Kurang Energi Protein (KEP) merupakan salah satu masalah gizi utama di Indonesia. Keadaan ini banyak diderita oleh kelompok balita yang merupakan generasi penerus bangsa. KEP dapat menyebabkan terganggunya pertumbuhan dan gangguan perkembangan mental anak.Anak balita dengan KEP tingkat berat akan menunjukkan tanda klinis kwasiorkor atau marasmus. Berdasarkan catatan Dinkes Depok pada tahun 2002 kasus gizi buruk di Kota Depok berjumlah 455 balita (0,45%); tahun 2003 sebanyak 602 balita (0,57%); dan tahun 2004 naik menjadi 964 balita (1,0%).

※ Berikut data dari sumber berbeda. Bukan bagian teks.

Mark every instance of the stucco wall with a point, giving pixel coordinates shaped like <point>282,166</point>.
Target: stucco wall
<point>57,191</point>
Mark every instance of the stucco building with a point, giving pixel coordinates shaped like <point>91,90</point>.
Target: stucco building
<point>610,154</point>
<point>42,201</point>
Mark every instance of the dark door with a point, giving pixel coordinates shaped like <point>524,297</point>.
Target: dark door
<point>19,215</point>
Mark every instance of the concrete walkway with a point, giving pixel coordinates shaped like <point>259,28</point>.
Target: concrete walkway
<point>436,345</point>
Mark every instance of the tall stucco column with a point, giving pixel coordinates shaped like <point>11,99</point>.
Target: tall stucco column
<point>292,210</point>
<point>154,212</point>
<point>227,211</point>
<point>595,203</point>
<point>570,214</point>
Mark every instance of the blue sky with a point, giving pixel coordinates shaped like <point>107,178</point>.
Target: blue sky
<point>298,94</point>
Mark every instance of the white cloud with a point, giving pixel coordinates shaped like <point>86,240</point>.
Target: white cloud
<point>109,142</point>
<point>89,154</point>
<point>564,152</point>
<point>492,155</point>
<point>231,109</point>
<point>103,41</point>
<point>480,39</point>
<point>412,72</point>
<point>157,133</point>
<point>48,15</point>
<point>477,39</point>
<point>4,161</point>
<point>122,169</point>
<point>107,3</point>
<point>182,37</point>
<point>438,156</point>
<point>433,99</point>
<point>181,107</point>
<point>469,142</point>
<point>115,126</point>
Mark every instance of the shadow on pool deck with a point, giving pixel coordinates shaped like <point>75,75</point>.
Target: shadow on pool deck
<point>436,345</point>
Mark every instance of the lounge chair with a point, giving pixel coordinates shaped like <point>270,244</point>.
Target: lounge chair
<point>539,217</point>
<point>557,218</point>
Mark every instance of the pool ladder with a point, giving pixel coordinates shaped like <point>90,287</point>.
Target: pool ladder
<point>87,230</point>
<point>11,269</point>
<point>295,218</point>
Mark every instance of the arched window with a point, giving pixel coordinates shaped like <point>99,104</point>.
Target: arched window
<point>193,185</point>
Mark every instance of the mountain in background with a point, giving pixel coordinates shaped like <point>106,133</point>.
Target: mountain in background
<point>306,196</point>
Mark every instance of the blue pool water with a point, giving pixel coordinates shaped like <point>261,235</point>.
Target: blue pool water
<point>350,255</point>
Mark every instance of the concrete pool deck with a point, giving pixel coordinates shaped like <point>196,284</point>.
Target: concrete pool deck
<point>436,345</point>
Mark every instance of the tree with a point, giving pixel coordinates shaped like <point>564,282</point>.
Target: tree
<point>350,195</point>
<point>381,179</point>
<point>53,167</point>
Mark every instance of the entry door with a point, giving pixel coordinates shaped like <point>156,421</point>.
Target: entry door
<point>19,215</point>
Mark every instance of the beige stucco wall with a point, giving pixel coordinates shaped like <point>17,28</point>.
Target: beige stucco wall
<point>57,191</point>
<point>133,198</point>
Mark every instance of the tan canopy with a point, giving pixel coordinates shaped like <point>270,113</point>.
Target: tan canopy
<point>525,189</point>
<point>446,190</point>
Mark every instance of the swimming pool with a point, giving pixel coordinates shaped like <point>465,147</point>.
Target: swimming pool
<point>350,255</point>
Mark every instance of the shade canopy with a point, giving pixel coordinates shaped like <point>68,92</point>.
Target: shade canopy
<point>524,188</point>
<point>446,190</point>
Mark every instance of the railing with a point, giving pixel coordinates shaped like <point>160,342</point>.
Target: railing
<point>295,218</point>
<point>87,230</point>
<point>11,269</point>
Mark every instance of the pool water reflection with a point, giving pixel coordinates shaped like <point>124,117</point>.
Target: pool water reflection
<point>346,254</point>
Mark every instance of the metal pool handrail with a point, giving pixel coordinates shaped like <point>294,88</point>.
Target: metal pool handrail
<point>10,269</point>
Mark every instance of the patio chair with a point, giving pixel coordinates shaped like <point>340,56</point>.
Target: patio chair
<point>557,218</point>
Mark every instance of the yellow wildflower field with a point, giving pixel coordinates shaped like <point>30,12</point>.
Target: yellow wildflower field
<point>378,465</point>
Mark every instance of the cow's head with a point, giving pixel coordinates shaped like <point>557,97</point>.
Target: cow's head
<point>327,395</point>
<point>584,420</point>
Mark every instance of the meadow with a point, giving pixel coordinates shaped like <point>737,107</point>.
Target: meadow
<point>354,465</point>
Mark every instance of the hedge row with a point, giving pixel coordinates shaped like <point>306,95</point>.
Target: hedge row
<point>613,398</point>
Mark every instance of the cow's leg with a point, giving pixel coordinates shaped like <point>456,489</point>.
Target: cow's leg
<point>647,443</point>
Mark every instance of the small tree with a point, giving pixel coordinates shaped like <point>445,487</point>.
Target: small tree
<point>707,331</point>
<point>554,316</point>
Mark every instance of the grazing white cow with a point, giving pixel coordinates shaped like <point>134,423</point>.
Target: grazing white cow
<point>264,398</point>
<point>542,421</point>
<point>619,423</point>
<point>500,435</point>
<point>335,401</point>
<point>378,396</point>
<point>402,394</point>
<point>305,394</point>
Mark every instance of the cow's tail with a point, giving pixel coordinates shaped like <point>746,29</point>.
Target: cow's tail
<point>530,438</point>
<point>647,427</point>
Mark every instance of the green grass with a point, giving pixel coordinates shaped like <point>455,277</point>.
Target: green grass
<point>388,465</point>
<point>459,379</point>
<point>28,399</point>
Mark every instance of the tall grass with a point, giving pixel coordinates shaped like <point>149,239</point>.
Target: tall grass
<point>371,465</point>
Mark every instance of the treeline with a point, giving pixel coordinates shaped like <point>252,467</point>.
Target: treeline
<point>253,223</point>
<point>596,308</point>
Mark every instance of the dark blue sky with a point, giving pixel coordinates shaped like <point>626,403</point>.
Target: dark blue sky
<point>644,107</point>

Pada tahun 2005 terjadi peningkatan menjadi 1.133 balita (0,99%); tahun 2006 berjumlah 935 balita (0,81%) dan tahun 2007 menjadi 937 balita (0,84%). Sementara itu pada tahun 2003 prevalensi gizi kurang di kota Depok sebesar 9,9%; tahun 2004 sebesar 8,5%; tahun 2005 yaitu sebesar 8,3%; tahun 2006 yaitu sebesar 8,7% dan tahun 2007 sebesar 10%. Sedangkan prevalensi KEP mengalami peningkatan dari 8,98% pada tahun 2006 menjadi 10,78% pada tahun 2007. (Dinkes Kota Depok, 2008).
Tujuan dari penelitian ini adalah untuk mengetahui faktor-faktor yang berhubungan dengan kejadian KEP di wilayah kelurahan Pancoran Mas Depok tahun 2009. Penelitian ini bersifat kuantitatif dengan menggunkan desain cross sectional dengan jumlah sampel 154 balita. Penelitian ini dilakukan Mei - Maret 2009 berlokasi di kelurahan Pancoran Mas Depok. Pengumpulan data untuk variabel independen terdiri atas karakteristik anak (umur, jenis kelamin, penyakit infeksi, pola asuh, pola konsumsi energi dan protein), karakteristik ibu (pendidikan ibu, pengetahuan ibu, pekerjaan ibu), karakteristik ayah (pendidikan ayah, pekerjaan ayah), karakteristik keluarga (jumlah anggota keluarga, jumlah balita, tingkat pendapatan keluarga).
Kesimpulan hasil penelitian menunjukkan bahwa berdasarkan indeks BB/U balita yang terkena KEP yaitu sebesar 21,4%, sedangkan lainnya tidak terkena KEP yaitu sebesar 78,6%.Hasil uji chi square menunjukkan bahwa ada hubungan yang bermakna (P<0,05) antara karakteristik anak (penyakit infeksi, pola asuh, pola konsumsi energi dan protein), karakteristik ibu (pendidikan ibu, pengetahuan ibu), karakteristik ayah (pekerjaan ayah), karakteristik keluarga (jumlah balita, tingkat pendapatan keluarga). Akan tetapi tidak ada hubungan yang bermakna (P>0,05) antara karakteristik anak (umur, jenis kelamin), karakteristik ibu (pekerjaan ibu), karakteristik ayah (pendidikan ayah), karakteristik keluarga (jumlah anggota keluarga).